* [PATCH v2 1/2] powerpc/watchdog: don't update the watchdog timestamp if a lockup is detected
2018-05-05 7:25 [PATCH v2 0/2] powerpc/watchdog: provide more data in watchdog messages Nicholas Piggin
@ 2018-05-05 7:25 ` Nicholas Piggin
2018-05-10 14:06 ` [v2, " Michael Ellerman
2018-05-05 7:26 ` [PATCH v2 2/2] powerpc/watchdog: provide more data in watchdog messages Nicholas Piggin
1 sibling, 1 reply; 4+ messages in thread
From: Nicholas Piggin @ 2018-05-05 7:25 UTC (permalink / raw)
To: linuxppc-dev; +Cc: Nicholas Piggin, Balbir Singh
The watchdog heartbeat timestamp is updated when the local heartbeat
timer fires (or touch_nmi_watchdog() is called).
This is an interesting data point, so don't overwrite it when the
soft-NMI interrupt detects a hard lockup.
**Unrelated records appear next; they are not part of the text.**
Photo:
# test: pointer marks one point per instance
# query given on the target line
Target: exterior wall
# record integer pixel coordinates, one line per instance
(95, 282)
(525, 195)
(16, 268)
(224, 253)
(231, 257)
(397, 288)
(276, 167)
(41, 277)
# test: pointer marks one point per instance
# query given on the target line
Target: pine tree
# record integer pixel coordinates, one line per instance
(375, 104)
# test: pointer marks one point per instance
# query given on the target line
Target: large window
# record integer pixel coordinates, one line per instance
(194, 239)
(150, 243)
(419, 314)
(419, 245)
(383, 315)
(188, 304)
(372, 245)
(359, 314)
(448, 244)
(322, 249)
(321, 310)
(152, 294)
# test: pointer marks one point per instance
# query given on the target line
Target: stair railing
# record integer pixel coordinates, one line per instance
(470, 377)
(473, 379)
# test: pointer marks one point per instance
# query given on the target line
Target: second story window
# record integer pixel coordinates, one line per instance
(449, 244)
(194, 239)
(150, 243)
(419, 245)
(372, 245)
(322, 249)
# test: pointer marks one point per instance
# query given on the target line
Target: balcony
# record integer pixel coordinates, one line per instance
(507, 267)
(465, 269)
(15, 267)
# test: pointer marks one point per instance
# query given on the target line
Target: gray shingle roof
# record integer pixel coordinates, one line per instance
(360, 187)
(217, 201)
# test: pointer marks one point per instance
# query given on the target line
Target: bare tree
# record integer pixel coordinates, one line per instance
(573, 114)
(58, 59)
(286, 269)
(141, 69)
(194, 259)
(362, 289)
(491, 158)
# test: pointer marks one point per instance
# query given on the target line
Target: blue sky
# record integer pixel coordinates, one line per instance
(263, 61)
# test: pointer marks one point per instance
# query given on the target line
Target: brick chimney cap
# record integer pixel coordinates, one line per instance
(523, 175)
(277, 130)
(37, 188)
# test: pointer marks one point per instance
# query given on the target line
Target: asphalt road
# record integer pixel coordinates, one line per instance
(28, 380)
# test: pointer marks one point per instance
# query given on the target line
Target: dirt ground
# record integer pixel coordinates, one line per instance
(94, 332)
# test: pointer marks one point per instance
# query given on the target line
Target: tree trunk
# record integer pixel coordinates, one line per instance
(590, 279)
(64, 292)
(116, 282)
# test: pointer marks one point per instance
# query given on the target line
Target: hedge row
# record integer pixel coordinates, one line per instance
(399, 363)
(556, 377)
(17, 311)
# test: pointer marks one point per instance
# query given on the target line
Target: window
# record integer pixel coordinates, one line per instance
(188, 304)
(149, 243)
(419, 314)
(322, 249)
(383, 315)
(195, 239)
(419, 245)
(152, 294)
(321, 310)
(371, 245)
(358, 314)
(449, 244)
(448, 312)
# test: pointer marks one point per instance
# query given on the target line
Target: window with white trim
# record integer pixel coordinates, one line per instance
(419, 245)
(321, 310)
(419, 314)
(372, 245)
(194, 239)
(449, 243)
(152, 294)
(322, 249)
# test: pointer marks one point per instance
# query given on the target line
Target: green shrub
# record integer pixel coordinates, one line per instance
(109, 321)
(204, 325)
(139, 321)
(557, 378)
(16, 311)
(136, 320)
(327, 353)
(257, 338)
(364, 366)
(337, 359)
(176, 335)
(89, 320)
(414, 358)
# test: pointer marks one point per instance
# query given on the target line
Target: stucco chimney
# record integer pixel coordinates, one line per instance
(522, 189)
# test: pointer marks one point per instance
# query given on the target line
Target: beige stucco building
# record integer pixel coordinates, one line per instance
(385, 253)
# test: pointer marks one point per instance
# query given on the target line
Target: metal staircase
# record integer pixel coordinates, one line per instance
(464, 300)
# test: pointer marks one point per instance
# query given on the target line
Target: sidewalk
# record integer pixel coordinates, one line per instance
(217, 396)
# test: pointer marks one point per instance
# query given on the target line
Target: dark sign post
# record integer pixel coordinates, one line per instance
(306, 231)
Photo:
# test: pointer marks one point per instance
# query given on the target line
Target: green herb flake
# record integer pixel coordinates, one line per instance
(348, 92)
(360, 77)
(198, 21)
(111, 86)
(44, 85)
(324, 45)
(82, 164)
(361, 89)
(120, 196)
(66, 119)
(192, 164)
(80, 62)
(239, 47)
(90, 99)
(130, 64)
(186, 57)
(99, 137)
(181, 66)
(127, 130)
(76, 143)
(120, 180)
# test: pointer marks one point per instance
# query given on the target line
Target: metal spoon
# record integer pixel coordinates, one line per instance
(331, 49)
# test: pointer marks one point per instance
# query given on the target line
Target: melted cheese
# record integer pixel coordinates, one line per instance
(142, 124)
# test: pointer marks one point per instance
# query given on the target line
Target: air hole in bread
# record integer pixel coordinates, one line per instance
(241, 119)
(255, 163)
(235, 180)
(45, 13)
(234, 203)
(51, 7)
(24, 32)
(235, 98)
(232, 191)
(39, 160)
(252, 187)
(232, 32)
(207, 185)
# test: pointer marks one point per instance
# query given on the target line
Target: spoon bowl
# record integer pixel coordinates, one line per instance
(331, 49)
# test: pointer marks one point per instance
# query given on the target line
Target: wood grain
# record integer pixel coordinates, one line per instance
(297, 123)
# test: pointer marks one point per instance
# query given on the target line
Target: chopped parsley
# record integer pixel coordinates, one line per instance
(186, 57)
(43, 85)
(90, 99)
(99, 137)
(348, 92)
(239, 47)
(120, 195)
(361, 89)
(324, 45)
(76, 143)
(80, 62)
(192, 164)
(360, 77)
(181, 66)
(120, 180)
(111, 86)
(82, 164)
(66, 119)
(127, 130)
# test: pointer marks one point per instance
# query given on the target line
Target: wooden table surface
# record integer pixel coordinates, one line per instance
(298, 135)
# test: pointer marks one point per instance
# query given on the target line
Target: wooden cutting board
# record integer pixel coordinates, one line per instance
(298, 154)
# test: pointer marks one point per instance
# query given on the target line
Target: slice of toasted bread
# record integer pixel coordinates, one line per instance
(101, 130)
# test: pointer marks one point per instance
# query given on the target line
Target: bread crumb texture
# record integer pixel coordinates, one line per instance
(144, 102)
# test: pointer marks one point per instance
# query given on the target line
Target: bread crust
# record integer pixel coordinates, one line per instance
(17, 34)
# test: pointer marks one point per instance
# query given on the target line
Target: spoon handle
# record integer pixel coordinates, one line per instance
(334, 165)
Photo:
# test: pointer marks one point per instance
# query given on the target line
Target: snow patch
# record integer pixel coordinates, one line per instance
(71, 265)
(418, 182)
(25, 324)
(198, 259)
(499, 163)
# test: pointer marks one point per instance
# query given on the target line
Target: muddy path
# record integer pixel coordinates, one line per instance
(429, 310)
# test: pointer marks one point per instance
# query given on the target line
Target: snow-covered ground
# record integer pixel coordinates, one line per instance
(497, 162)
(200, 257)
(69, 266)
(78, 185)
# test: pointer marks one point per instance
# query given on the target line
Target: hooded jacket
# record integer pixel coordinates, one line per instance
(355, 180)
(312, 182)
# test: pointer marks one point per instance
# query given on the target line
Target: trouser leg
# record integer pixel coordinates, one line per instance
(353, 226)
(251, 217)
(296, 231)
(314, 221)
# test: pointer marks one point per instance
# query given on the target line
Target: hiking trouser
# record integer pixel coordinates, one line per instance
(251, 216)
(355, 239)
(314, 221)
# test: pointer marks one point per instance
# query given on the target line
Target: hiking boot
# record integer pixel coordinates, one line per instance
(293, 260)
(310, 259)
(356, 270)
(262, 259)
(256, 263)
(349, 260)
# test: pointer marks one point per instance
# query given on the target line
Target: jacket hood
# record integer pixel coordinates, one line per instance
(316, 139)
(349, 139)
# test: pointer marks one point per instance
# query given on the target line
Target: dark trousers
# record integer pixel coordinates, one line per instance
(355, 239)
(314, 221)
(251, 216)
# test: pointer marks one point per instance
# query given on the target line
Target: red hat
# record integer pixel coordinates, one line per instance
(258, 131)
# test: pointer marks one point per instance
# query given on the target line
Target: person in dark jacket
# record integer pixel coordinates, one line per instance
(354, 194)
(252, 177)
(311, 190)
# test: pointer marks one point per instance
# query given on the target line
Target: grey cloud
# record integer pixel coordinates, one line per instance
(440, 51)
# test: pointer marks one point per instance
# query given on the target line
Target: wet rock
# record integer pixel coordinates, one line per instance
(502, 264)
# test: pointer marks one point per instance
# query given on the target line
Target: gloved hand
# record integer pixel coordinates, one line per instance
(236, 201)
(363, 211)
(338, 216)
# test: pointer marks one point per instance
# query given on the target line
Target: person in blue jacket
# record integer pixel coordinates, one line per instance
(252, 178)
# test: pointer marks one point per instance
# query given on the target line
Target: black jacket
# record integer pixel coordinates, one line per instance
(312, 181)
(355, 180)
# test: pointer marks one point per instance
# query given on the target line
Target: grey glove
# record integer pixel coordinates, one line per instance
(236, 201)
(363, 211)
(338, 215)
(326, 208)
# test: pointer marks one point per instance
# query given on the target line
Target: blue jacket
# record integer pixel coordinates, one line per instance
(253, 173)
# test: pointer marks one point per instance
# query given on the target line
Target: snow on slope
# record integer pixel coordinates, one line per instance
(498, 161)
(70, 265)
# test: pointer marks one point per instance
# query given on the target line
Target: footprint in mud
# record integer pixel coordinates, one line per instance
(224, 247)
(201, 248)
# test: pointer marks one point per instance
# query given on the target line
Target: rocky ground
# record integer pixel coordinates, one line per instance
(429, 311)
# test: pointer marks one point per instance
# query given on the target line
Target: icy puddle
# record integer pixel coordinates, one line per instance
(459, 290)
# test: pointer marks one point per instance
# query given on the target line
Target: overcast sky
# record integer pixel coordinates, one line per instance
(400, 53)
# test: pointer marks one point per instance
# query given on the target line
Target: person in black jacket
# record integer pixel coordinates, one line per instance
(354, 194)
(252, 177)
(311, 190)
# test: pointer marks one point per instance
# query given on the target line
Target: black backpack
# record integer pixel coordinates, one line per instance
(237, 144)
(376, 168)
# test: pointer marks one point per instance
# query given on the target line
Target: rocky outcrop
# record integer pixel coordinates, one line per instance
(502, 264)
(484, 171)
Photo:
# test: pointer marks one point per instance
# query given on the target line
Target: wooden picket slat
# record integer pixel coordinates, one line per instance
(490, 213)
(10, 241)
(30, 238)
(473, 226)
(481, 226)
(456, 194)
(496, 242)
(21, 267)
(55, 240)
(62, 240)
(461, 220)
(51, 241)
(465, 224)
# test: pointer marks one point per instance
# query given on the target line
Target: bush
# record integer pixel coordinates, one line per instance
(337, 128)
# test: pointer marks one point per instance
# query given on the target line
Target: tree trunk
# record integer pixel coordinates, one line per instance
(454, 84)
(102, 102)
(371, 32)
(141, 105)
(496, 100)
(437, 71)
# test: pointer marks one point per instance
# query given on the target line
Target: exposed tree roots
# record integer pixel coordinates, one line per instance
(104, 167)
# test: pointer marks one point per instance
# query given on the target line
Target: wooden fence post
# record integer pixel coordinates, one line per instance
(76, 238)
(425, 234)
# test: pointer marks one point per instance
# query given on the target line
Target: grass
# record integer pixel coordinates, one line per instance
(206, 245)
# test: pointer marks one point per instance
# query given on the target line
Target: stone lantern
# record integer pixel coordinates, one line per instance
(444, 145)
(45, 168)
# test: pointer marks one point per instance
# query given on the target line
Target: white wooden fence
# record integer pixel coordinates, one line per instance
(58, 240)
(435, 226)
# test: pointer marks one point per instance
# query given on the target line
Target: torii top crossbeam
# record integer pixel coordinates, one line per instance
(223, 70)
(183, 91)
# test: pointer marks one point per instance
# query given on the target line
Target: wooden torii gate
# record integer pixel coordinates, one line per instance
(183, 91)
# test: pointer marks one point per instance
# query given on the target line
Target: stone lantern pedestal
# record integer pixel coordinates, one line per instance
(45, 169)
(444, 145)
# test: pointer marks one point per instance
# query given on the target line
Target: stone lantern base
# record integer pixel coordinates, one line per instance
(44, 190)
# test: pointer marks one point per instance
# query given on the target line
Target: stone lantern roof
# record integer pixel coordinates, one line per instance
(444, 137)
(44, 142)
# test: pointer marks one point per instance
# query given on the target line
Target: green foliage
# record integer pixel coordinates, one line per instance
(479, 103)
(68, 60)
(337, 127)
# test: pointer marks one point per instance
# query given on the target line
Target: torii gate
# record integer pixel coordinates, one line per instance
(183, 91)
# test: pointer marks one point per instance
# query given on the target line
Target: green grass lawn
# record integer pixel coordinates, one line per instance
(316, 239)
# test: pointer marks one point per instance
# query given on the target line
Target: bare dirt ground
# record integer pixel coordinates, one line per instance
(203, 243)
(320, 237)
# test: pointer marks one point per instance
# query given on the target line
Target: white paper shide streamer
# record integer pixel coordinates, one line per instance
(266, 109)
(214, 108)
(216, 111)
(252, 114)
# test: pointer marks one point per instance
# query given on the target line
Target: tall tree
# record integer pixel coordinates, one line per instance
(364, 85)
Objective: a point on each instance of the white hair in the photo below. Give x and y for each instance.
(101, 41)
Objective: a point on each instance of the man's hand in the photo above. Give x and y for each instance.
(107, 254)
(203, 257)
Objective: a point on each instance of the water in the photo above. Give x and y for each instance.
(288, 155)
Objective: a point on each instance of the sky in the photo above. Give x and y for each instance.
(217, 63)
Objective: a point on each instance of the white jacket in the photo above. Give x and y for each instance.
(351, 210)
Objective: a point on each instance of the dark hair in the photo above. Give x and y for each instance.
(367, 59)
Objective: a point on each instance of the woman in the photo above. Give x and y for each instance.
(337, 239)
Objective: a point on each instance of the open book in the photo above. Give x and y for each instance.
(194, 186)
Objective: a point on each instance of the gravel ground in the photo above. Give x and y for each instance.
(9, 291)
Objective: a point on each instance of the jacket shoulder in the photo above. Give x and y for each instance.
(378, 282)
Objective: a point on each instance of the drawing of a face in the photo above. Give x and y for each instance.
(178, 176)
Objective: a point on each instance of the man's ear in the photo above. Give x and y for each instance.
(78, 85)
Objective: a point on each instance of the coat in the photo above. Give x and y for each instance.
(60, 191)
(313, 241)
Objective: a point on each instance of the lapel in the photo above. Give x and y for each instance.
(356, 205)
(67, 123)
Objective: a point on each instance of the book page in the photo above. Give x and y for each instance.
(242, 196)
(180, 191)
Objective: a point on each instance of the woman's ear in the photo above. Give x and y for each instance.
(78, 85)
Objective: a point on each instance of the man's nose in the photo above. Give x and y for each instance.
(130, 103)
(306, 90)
That code came from a pre-
merge version to prevent hard lockup messages flood, but that's taken
care of with the stuck CPU logic now, so there is no reason to
update the heartbeat timestamp here.
Signed-off-by: Nicholas Piggin <npiggin@gmail.com>
---
arch/powerpc/kernel/watchdog.c | 2 --
1 file changed, 2 deletions(-)
diff --git a/arch/powerpc/kernel/watchdog.c b/arch/powerpc/kernel/watchdog.c
index 6256dc3b0087..0bc701f9ab35 100644
--- a/arch/powerpc/kernel/watchdog.c
+++ b/arch/powerpc/kernel/watchdog.c
@@ -245,8 +245,6 @@ void soft_nmi_interrupt(struct pt_regs *regs)
tb = get_tb();
if (tb - per_cpu(wd_timer_tb, cpu) >= wd_panic_timeout_tb) {
- per_cpu(wd_timer_tb, cpu) = tb;
-
wd_smp_lock(&flags);
if (cpumask_test_cpu(cpu, &wd_smp_cpus_stuck)) {
wd_smp_unlock(&flags);
--
2.17.0
^ permalink raw reply related [flat|nested] 4+ messages in thread
* [PATCH v2 2/2] powerpc/watchdog: provide more data in watchdog messages
2018-05-05 7:25 [PATCH v2 0/2] powerpc/watchdog: provide more data in watchdog messages Nicholas Piggin
2018-05-05 7:25 ` [PATCH v2 1/2] powerpc/watchdog: don't update the watchdog timestamp if a lockup is detected Nicholas Piggin
@ 2018-05-05 7:26 ` Nicholas Piggin
1 sibling, 0 replies; 4+ messages in thread
From: Nicholas Piggin @ 2018-05-05 7:26 UTC (permalink / raw)
To: linuxppc-dev; +Cc: Nicholas Piggin, Balbir Singh
Provide timebase and timebase of last heartbeat in watchdog lockup
messages. Also provide a stack trace of when a CPU becomes un-stuck,
which can be useful -- it could be where irqs are re-enabled, so it
may be the end of the critical section which is responsible for the
latency which is useful information.
Signed-off-by: Nicholas Piggin <npiggin@gmail.com>
---
arch/powerpc/kernel/watchdog.c | 28 +++++++++++++++++++++++++---
1 file changed, 25 insertions(+), 3 deletions(-)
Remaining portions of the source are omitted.